I will, however, be serving ready-cooked roast beef and Brussels sprouts, sweet potato and red cabbage from Whole Foods for our make-do lunch. My kids won’t eat it, though — and there won’t even be a restaurant open to buy a quick margherita pizza on the nearby high street, because everywhere is as dead as a doornail on Christmas Day. The only option for them is pasta in a flask to keep it warm — just like they get for school packed lunches.
I’ve got the Christmas crackers by the door, and all the presents to wrap. I’ll sneak in a G&T for my dad. No doubt we will end up stuffing our faces with chocolates if I feel safe enough to remove my face mask. We are lucky as my dad is in a ward that is well-staffed – and I have to say the care has been amazing during the strike, and the staff so kind. But the truth of the matter is that my dad isn’t seriously ill anymore. He should be allowed to leave without incurring a penalty.
I’m not blaming my wrecked Christmas on the junior doctors’ strike by any means. I am fully behind doctors getting a pay increase — and not fleeing the UK for jobs abroad.

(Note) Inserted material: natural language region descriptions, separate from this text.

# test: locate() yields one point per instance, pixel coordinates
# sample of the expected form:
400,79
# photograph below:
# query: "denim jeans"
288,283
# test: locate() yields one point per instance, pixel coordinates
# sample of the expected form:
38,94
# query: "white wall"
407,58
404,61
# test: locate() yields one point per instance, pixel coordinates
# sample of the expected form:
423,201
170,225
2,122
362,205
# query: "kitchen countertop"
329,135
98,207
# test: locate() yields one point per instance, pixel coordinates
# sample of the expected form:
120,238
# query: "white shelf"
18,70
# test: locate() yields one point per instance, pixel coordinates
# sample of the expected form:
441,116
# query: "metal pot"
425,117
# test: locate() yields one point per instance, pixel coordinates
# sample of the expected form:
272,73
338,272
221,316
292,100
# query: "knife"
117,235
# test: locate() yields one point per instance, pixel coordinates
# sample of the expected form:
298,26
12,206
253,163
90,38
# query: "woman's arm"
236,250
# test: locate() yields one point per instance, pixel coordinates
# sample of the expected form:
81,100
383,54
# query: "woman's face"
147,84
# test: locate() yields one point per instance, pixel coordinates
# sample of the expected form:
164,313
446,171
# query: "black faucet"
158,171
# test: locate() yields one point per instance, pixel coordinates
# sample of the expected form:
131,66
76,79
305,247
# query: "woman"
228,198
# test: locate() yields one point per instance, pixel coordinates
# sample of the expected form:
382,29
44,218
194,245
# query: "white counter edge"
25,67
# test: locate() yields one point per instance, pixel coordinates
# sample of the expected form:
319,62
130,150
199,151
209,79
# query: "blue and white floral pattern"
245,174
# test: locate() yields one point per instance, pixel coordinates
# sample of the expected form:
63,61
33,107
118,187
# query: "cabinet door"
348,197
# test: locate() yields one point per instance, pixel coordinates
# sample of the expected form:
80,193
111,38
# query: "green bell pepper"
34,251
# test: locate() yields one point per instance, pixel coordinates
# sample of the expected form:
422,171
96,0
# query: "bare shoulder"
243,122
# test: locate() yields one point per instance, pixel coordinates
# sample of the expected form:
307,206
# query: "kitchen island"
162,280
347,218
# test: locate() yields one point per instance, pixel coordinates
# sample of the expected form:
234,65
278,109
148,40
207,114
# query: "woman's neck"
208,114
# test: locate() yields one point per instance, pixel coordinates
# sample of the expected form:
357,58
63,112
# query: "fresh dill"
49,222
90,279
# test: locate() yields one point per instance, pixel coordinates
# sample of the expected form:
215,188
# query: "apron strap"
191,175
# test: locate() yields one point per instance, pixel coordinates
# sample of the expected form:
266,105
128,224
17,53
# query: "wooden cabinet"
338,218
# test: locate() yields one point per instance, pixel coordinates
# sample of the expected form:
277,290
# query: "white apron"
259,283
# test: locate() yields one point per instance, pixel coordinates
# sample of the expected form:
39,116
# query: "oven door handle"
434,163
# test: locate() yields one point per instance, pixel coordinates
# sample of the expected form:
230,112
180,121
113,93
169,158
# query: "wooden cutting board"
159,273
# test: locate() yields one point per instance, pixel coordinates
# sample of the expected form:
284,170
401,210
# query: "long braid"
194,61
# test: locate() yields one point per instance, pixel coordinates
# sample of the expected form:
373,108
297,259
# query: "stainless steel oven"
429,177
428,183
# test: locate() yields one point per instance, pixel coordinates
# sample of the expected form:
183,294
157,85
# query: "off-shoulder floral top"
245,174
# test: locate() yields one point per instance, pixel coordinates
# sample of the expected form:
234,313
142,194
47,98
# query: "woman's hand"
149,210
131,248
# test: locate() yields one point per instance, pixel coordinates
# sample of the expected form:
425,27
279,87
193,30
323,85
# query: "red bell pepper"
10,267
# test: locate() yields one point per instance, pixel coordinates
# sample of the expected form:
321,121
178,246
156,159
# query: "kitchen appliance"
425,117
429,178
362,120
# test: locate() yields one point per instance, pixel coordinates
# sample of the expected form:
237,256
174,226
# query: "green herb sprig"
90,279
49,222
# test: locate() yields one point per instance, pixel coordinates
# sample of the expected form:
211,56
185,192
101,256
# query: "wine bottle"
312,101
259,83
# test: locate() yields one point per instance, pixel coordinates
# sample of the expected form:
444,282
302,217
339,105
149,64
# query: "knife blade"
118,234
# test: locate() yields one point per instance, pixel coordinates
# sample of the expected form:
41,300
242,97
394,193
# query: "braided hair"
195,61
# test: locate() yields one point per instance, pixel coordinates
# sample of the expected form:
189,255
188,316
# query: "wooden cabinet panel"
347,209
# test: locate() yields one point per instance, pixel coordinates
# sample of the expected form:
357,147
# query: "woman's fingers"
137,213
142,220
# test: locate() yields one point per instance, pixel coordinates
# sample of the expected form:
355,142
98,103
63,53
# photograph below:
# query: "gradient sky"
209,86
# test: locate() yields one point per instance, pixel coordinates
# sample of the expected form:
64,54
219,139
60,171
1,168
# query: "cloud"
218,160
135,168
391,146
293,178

I sympathise with their fury with the health secretary Victoria Atkins calling junior doctors “doctors in training” (despite the fact the BMA said they preferred it to the “infantilising” term “junior doctors”). The truth is these “junior” doctors are fully qualified and save lives every day. Their demand for a 35 per cent pay rise is surely well-deserved. But why did they have to strike at Christmas just as the NHS comes under its most intense pressure of the year? Is it to inflict the maximum possible disruption in an already overstretched NHS? Or because the strike mandate for junior doctors expires in February?
The timing leaves a nasty taste in my mouth — the people who we trust to care for us are abandoning us at the worst possible time. But whether junior doctors are right or wrong to strike over this Christmas period (with more dates scheduled for early January), the government needs to fund the NHS better.
If they could just give my dad’s bed to somebody who actually needs it, and let my dad go home, then we all might have a better Christmas. Sending my dad home is far cheaper for the NHS than keeping him there. If they encouraged us to look after him temporarily at home before the care package starts, we could all help each other. I just wish that was an option, because right now, all I want for Christmas is for us all to go home.